Beranda | Artikel
Perjalanan Menuntut Ilmu Syari (2)
Senin, 6 April 2015

Teladan para Salaf dalam Melakukan Perjalanan Menuntut Ilmu

Renungkanlah beberapa kisah berikut ini, kemudian bandingkanlah dengan keadaan diri kita sekarang ini. Niscaya akan kita dapatkan perbedaan yang sangat jauh.

Sa’id bin Musayyib rahimahullah berkata,”Aku terbiasa bepergian selama berhari-hari demi mencari satu hadits.[1]

Abul ‘Aliyah rahimahullah berkata,”Kami mendengar suatu hadits dari shahabat Rasulullah shollallohu ‘alaihi wa sallam. Kami tinggal di Bashrah (daerah di Irak, pent). Tidaklah kami ridha sehingga kami bepergian ke Madinah dan mendengar hadits itu langsung dari mereka.[2]

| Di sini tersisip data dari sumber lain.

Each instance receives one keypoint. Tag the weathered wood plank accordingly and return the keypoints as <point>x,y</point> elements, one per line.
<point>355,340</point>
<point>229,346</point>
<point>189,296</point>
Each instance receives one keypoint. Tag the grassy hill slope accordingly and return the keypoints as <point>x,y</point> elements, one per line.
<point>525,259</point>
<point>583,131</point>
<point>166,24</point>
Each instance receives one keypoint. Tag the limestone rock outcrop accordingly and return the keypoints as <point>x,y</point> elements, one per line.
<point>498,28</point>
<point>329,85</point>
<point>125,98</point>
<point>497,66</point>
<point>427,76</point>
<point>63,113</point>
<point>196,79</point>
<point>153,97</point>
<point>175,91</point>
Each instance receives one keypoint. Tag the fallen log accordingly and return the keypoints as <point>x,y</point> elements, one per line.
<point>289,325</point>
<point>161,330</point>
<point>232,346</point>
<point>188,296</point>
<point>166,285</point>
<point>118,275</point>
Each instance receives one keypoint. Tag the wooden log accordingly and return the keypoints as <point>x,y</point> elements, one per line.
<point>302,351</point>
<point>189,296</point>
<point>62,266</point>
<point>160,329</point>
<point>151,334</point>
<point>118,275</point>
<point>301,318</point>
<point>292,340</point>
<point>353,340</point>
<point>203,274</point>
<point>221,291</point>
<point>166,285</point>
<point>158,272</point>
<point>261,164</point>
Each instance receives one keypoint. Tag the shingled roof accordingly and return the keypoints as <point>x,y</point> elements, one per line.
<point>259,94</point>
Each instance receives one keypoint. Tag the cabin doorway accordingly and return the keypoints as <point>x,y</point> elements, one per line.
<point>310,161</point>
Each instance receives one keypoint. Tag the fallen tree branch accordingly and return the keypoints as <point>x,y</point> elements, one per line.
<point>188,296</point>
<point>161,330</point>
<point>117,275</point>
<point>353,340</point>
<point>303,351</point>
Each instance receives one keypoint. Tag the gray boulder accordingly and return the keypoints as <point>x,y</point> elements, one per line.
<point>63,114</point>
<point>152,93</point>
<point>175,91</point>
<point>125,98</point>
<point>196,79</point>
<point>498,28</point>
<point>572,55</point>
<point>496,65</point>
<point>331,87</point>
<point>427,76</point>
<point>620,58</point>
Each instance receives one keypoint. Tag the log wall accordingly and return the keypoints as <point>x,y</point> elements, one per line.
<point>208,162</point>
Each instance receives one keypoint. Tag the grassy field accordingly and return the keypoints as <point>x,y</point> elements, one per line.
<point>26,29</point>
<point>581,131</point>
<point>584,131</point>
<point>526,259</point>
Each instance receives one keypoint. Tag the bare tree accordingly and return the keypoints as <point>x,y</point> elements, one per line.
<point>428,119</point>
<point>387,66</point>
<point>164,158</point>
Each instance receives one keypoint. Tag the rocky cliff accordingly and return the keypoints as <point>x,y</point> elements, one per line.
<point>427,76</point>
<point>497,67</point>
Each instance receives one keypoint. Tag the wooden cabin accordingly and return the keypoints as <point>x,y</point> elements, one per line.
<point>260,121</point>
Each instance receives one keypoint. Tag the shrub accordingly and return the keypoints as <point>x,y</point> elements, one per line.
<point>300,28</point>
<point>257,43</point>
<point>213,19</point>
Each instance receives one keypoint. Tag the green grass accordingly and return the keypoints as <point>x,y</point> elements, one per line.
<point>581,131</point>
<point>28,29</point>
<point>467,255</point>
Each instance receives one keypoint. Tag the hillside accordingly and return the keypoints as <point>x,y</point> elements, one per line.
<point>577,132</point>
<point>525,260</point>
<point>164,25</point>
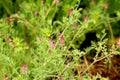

Imam Muhammad bin Ishaq bin Mandah rahimahullah bepergian demi tholabul ‘ilmi ketika berumur 20 tahun. Beliau kembali ke negerinya ketika berumur 65 tahun. Sehingga beliau bepergian selama 45 tahun. Beliau kembali ke daerah asalnya ketika beliau sudah tua. Kemudian beliau menikah dan dikaruniai beberapa orang putra. Beliau banyak mengajarkan hadits. [3]

Masruq bin Ajda’ rahimahullah berkata,”Aku mengelilingi dunia seluruhnya demi mencari ilmu. [4]

AlHafidz Abul ‘Ala AlHamdani rahimahullah berjalan 30 farsakh dalam satu hari (kurang lebih 150 kilometer). Beliau berulang kali bepergian menuju Baghdad dan Ashbahan dengan berjalan kaki dan memikul kitab-kitabnya di punggungnya. [5]

Yang menakjubkan bukanlah semata-mata karena lama perjalanannya dan keterasingan mereka demi menuntut ilmu. Akan tetapi, yang lebih menakjubkan lagi adalah bahwa perjalanan itu seluruhnya ditempuh dengan berjalan kaki. Sebagaimana yang diceritakan oleh Baqi’ rahimahullah, ”Setiap orang yang ingin aku temui, maka aku lakukan dengan berjalan kaki. Dan setiap orang yang aku ingin belajar darinya, maka aku lakukan dengan berjalan kaki. [6]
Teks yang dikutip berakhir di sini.